Pick targets alone if you have a single-project, locally invoked pipeline and you just want tar_make() to rebuild stale objects.

Pick daggle (with or without targets inside) if you need scheduling, retries, notifications, deadlines, parallel DAGs, or run history.


cron + Rscript

The incumbent for most R users doing scheduled work: a crontab line that calls Rscript some_script.R.

cron + Rscript daggle
Dependencies between scripts Implicit (run order, hope for the best) Explicit depends: with parallel execution
Failure visibility Buried in syslog or email Structured events, daggle status, hooks
Retries DIY in each script Declarative retry: { limit: 3, backoff: exponential }
Timeouts None (runaway R processes forever) SIGTERM then SIGKILL with process group cleanup
Passing data between scripts Hardcoded temp file paths ::daggle-output:: markers + per-run artifact dir
History None Full run history with logs and artifacts
Triggers Time only Cron + file watch + webhook + on_dag + git + condition
Setup cost Zero go install + one YAML file

Migration is incremental. You can put one script behind daggle, keep the rest in cron, and migrate the rest as you see value.

Pick cron alone if you have a single script, no dependencies, no failure notifications needed, and you’re happy reading syslog.

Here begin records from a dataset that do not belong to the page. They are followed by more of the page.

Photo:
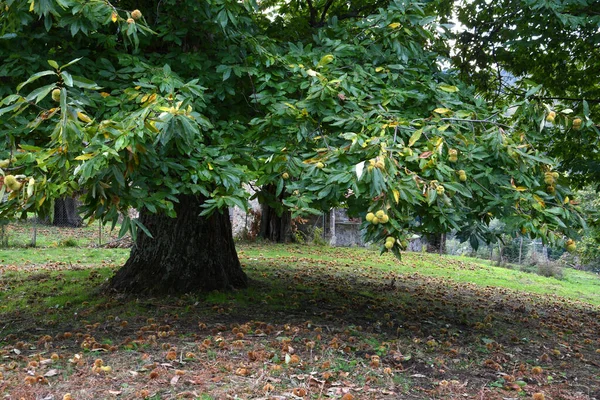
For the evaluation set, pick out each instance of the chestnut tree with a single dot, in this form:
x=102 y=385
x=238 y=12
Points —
x=170 y=107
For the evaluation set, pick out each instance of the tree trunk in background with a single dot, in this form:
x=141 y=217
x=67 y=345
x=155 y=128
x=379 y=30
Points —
x=186 y=254
x=436 y=243
x=274 y=227
x=66 y=213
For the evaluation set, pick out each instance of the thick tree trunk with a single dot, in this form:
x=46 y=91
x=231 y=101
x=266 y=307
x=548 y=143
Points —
x=65 y=213
x=186 y=254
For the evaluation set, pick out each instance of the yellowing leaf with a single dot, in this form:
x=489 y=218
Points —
x=442 y=111
x=83 y=117
x=326 y=59
x=448 y=88
x=84 y=157
x=539 y=200
x=30 y=187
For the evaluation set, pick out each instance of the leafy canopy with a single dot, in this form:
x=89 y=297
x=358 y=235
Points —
x=545 y=51
x=354 y=107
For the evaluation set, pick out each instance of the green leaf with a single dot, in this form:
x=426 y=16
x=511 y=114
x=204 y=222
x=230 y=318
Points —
x=35 y=77
x=39 y=93
x=415 y=137
x=448 y=88
x=67 y=78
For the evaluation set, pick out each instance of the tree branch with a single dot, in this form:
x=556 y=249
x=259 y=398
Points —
x=313 y=13
x=325 y=9
x=479 y=121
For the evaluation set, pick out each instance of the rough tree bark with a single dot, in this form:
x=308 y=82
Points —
x=186 y=254
x=65 y=213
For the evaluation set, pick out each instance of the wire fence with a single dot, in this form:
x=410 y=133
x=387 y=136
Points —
x=34 y=232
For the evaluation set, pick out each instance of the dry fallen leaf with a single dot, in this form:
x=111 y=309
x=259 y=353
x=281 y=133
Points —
x=52 y=372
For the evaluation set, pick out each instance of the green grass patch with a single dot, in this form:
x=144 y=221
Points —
x=575 y=285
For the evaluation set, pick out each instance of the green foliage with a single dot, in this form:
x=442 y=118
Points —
x=360 y=113
x=545 y=51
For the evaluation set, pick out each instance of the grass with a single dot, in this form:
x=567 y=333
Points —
x=315 y=322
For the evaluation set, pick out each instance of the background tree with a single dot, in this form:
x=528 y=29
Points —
x=189 y=100
x=546 y=51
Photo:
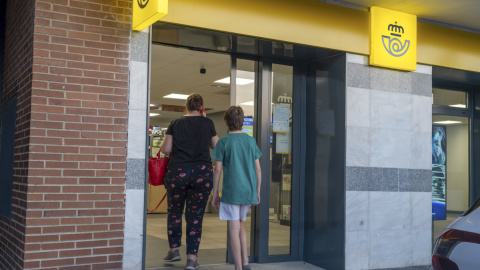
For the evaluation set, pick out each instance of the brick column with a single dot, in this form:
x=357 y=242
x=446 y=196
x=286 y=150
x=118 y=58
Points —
x=17 y=80
x=78 y=135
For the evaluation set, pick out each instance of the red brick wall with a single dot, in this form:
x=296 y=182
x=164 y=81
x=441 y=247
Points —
x=77 y=159
x=17 y=80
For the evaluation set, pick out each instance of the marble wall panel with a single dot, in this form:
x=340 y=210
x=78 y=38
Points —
x=136 y=173
x=358 y=150
x=356 y=211
x=422 y=114
x=137 y=134
x=357 y=250
x=358 y=107
x=422 y=247
x=389 y=211
x=390 y=148
x=390 y=249
x=134 y=221
x=138 y=86
x=391 y=111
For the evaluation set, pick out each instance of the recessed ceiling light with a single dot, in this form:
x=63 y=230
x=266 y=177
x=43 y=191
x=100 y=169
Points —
x=249 y=103
x=240 y=81
x=458 y=106
x=447 y=122
x=176 y=96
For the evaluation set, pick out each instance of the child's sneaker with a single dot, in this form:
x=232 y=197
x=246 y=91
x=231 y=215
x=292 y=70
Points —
x=173 y=256
x=192 y=265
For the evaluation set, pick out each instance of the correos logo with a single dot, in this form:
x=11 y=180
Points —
x=392 y=43
x=142 y=3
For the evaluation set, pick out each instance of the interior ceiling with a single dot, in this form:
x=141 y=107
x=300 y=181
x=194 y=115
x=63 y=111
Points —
x=176 y=70
x=461 y=13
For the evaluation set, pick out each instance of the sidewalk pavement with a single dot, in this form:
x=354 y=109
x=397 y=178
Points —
x=263 y=266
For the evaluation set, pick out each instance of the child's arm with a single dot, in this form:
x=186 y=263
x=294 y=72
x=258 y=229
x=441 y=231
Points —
x=216 y=180
x=259 y=178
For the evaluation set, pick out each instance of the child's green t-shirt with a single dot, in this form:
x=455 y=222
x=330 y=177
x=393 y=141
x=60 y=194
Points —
x=238 y=152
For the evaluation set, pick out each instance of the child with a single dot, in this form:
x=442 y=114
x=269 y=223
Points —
x=238 y=155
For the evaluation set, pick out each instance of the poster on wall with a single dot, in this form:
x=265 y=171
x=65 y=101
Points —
x=439 y=173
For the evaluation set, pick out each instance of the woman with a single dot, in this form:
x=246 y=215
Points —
x=189 y=177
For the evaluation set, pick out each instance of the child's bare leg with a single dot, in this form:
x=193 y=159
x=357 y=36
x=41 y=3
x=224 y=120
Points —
x=234 y=234
x=243 y=243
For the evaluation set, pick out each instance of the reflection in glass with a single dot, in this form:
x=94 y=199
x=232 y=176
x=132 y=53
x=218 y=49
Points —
x=453 y=153
x=281 y=160
x=449 y=98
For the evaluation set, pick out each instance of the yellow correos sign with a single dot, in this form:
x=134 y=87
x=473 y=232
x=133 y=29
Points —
x=146 y=12
x=393 y=39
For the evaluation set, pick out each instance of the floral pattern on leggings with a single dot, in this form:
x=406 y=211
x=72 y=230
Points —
x=193 y=186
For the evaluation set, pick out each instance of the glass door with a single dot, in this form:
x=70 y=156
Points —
x=243 y=86
x=276 y=217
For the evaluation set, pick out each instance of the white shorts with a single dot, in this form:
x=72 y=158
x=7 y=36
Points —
x=233 y=211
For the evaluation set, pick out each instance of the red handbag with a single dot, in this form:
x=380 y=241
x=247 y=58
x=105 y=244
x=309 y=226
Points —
x=157 y=168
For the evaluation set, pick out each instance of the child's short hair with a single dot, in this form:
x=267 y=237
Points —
x=234 y=118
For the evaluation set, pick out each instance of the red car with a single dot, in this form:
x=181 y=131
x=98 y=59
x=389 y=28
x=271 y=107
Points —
x=458 y=247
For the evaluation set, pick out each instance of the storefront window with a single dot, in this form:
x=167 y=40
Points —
x=450 y=169
x=245 y=97
x=449 y=98
x=281 y=158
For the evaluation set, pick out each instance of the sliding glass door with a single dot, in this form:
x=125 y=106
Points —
x=266 y=90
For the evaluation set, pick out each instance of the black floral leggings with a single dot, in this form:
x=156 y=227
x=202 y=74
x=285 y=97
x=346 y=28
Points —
x=192 y=185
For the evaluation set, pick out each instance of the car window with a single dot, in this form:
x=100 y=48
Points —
x=472 y=208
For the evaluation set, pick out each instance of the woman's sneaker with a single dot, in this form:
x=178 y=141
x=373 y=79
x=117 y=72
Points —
x=173 y=256
x=192 y=265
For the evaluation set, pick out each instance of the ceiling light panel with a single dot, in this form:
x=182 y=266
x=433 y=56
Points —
x=176 y=96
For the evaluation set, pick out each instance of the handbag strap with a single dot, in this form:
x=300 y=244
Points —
x=158 y=203
x=158 y=155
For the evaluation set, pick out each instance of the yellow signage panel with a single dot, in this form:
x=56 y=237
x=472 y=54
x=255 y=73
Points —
x=393 y=39
x=147 y=12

Pick daggle if anything on that list starts to pinch.


dagu

dagu is the closest spiritual ancestor – same philosophy: single binary, YAML DAGs, file-based storage, local-first. daggle takes inspiration from it.

dagu daggle
Language awareness None – all steps are shell commands R-native: script:, r_expr:, test:, check:, quarto:, …
R step boilerplate command: Rscript --no-save --no-restore script.R script: script.R
renv / library mgmt Manual env var setup Auto-detect renv.lock, set R_LIBS_USER
R version constraints DIY r_version: ">= 4.3"
Test output Exit code only Structured pass/fail/skip + coverage
R CMD check DIY shell command check: with parsed errors/warnings/notes
Rendering DIY quarto: and rmd: with format and site support
Process observability None Per-step peak_rss_kb, user_cpu_sec, sys_cpu_sec
Live monitoring Web UI polling daggle monitor TUI + SSE event stream

The gap: dagu treats R like any other shell command. It has no concept of what an R CMD check warning means, what renv is, or why a testthat failure should show which tests failed.

Pick dagu if your steps are mostly shell commands and R is incidental.

Pick daggle if R is the assumed language.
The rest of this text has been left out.